Depress Anxiety. 2020 Jul;37(7):609-619. doi: 10.1002/da.23007. Epub 2020 Mar 18.
Despite the well-known association between anxiety and risk-avoidant decision making, it is unclear how pathological anxiety biases risk learning. We propose a Bayesian inference model with bias parameters of prior, learning, and perception during risk learning in individuals with pathological anxiety.
Patients with panic disorder (PD, n = 40) and healthy control subjects (n = 84) completed the balloon analog risk task (BART). By fitting our computational model of three bias parameters (prior belief, learning rate, and perceptual bias) to the participants' behavior, we estimated the degree of bias in risk learning and its relationship with anxiety symptoms.

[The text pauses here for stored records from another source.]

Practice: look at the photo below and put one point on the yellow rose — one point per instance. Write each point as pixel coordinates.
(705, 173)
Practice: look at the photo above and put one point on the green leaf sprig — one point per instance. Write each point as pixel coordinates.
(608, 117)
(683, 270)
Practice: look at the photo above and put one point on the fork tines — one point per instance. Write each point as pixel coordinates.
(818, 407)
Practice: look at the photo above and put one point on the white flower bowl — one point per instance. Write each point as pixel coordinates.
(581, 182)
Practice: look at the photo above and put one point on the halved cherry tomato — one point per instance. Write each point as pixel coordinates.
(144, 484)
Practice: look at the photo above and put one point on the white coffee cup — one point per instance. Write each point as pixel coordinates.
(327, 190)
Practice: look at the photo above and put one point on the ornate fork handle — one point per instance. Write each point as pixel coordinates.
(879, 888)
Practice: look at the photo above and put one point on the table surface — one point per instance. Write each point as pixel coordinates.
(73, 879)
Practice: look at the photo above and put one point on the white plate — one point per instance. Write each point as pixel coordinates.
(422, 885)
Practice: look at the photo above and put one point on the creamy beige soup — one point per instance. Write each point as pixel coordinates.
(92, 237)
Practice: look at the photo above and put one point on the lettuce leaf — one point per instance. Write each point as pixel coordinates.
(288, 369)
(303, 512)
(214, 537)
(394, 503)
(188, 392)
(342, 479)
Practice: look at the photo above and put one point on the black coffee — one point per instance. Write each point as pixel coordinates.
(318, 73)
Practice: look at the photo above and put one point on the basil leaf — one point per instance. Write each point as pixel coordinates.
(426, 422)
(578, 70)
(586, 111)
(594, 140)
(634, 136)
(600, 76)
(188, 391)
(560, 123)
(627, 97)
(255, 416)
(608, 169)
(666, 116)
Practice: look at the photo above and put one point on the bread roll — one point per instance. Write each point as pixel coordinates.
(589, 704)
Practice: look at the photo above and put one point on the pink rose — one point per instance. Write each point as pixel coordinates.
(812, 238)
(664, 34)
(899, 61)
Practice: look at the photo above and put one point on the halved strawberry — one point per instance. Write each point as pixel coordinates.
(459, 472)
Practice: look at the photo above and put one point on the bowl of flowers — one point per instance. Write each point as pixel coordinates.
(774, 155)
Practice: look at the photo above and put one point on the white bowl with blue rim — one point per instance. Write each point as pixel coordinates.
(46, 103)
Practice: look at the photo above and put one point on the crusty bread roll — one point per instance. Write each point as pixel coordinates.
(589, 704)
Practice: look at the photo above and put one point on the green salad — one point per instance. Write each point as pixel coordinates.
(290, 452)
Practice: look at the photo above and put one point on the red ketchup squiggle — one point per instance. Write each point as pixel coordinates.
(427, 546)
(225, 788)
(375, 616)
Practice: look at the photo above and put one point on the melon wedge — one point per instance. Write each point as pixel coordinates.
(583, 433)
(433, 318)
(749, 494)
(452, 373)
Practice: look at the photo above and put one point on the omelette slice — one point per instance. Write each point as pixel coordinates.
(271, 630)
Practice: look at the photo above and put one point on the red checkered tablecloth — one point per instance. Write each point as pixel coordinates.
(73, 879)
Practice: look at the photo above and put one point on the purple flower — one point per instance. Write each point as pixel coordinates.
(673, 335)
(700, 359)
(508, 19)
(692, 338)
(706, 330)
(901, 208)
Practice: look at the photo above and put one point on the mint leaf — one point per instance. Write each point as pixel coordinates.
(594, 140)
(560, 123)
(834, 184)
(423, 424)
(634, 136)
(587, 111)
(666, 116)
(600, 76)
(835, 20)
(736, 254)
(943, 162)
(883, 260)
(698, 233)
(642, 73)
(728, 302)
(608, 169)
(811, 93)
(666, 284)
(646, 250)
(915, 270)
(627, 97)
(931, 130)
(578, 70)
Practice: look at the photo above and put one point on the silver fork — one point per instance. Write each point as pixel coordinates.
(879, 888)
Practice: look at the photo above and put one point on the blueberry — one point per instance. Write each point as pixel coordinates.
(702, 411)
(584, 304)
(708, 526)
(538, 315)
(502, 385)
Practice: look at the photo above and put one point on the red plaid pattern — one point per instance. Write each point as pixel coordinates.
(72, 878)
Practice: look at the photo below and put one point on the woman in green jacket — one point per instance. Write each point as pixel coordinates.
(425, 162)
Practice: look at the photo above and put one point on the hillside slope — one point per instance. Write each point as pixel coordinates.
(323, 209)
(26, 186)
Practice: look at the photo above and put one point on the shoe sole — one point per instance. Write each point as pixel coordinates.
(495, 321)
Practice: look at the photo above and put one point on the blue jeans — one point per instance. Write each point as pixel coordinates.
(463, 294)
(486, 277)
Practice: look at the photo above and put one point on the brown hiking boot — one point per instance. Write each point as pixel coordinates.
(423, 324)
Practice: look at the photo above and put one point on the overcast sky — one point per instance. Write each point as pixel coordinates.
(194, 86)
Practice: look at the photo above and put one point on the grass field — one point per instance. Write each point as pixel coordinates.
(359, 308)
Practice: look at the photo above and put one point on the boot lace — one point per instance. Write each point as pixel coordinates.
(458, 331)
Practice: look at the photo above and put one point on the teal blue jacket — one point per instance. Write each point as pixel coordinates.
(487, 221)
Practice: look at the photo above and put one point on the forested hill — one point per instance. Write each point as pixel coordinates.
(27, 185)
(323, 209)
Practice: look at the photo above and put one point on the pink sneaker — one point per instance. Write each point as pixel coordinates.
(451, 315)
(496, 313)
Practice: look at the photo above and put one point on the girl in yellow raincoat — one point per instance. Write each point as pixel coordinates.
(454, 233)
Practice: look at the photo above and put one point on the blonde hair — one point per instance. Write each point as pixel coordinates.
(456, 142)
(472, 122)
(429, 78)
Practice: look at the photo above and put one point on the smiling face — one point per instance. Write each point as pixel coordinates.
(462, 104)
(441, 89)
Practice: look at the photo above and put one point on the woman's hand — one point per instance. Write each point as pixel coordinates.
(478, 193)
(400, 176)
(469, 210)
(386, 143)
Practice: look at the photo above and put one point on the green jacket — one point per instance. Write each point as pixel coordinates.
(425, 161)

Relative to the healthy control subjects, the pathologically anxious participants exhibited a biased underestimation of perceptual evidence rather than differences in priors and learning rates. The degree of perceptual bias was correlated with the anxiety and depression symptom severity in the patients with PD. Furthermore, our proposed model was the winning model for BART data in an external data set from different patient groups.

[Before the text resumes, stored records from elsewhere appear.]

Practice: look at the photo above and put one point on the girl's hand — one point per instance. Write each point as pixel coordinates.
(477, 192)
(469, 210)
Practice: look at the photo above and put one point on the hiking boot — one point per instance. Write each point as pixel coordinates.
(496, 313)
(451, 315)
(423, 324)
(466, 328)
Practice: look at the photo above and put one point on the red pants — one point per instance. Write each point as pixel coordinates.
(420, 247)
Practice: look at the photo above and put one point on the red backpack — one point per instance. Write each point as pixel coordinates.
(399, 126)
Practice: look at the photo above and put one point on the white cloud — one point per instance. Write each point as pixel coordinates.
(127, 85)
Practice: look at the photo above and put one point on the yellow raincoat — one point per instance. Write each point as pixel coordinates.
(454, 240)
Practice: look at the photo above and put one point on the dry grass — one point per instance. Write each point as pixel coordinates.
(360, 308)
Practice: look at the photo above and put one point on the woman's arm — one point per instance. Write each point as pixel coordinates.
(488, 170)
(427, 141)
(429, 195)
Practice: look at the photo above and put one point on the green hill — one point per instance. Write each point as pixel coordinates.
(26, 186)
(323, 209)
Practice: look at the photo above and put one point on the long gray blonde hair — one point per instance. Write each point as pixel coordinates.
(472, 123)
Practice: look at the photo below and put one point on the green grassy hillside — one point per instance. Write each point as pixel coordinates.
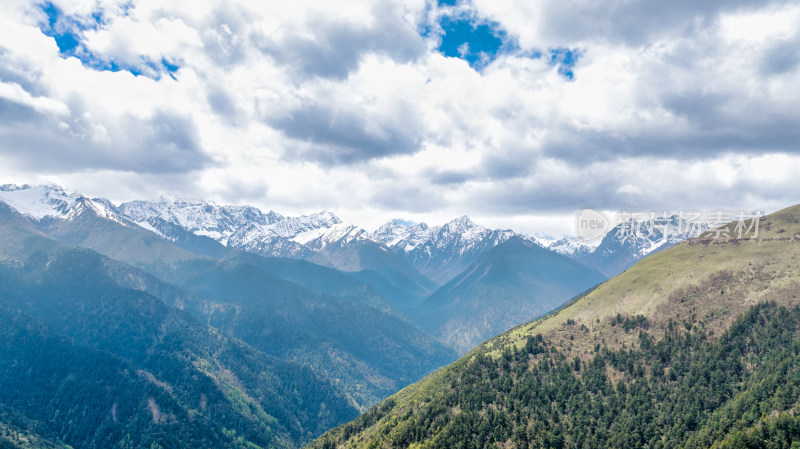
(696, 346)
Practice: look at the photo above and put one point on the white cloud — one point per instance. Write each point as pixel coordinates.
(343, 105)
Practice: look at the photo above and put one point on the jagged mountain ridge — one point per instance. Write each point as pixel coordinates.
(438, 253)
(510, 284)
(442, 252)
(300, 290)
(629, 242)
(696, 346)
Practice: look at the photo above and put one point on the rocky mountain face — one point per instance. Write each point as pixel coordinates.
(442, 252)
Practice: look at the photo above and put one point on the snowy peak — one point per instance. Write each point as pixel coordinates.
(573, 247)
(38, 202)
(396, 230)
(304, 227)
(199, 217)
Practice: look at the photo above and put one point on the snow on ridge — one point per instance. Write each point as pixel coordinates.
(38, 202)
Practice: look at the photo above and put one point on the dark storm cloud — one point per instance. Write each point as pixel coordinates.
(782, 57)
(165, 143)
(336, 48)
(342, 134)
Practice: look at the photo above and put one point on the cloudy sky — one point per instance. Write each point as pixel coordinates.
(518, 113)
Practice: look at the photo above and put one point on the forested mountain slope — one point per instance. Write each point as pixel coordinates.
(697, 346)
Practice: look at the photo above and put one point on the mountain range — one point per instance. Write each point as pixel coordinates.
(274, 336)
(695, 346)
(181, 323)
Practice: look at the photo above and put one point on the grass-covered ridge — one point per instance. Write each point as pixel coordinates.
(680, 347)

Our results showed that individuals with pathological anxiety demonstrate perceptual bias in evidence accumulation, which may explain why patients with anxiety overestimate risk in their daily lives. This clarification highlights the importance of interventions focusing on perceptual bias, such as enhancing the clarity of favorable outcome probabilities.
尽管焦虑与风险规避决策之间存在众所周知的关联,但病理性焦虑如何影响风险学习尚不清楚。我们提出了一种贝叶斯推断模型,该模型具有病理性焦虑个体在风险学习期间的先验、学习和感知偏置参数。

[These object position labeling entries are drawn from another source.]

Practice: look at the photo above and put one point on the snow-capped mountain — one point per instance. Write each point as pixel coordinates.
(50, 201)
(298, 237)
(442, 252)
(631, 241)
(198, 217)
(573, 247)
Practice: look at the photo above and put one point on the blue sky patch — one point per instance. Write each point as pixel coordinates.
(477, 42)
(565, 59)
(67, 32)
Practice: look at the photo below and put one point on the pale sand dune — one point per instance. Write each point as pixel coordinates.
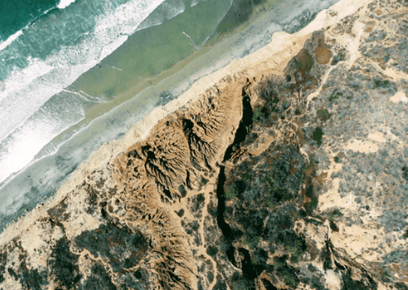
(270, 59)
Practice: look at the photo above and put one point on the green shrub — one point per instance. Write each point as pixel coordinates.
(323, 114)
(318, 135)
(230, 192)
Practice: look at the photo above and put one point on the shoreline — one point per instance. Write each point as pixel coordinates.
(283, 46)
(179, 78)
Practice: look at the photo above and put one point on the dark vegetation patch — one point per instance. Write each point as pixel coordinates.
(3, 262)
(405, 173)
(318, 135)
(33, 279)
(335, 95)
(64, 265)
(323, 114)
(58, 212)
(366, 282)
(113, 245)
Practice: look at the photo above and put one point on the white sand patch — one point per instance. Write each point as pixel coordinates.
(377, 136)
(399, 97)
(333, 280)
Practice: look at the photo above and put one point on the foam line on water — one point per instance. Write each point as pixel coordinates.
(41, 79)
(9, 40)
(65, 3)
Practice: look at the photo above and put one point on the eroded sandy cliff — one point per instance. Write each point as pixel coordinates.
(289, 173)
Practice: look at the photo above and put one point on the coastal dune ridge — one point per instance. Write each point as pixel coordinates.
(284, 169)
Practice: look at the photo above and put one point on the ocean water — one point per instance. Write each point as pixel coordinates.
(76, 74)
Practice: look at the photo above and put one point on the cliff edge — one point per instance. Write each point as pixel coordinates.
(287, 169)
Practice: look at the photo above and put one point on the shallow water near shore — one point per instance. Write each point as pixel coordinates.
(134, 79)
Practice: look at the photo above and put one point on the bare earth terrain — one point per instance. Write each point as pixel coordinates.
(287, 169)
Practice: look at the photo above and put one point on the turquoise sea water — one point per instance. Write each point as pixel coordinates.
(68, 70)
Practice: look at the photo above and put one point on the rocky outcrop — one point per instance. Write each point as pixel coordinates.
(289, 173)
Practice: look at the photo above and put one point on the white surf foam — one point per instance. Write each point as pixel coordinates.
(10, 39)
(65, 3)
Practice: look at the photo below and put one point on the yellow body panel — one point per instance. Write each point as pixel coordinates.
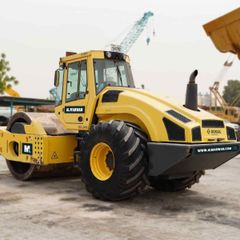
(133, 104)
(44, 149)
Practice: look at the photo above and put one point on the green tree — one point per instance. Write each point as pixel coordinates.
(231, 92)
(5, 79)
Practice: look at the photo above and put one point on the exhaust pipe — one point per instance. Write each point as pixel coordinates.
(191, 93)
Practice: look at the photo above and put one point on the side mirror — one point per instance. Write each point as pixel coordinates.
(56, 78)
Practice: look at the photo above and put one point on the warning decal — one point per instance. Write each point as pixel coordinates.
(54, 155)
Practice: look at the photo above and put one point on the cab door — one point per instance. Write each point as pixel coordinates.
(76, 94)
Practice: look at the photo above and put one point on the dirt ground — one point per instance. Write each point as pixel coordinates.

惊恐障碍患者(PD,n=40)和健康对照受试者(n=84)完成了气球模拟风险任务(BART)。通过将我们的三个偏置参数(先验信念、学习率和感知偏置)的计算模型拟合到参与者的行为中,我们估计了风险学习中的偏置程度及其与焦虑症状的关系。
与健康对照组相比,病理性焦虑组表现出对感知证据的低估偏见,而不是先验和学习率的差异。感知偏差的程度与 PD 患者的焦虑和抑郁症状严重程度相关。此外,我们提出的模型在来自不同患者群体的外部数据集的 BART 数据中是获胜模型。
我们的研究结果表明,病理性焦虑个体在证据积累中表现出感知偏见,这可能解释了为什么焦虑症患者在日常生活中高估风险。这种澄清强调了关注感知偏见的干预措施的重要性,例如提高有利结果概率的清晰度。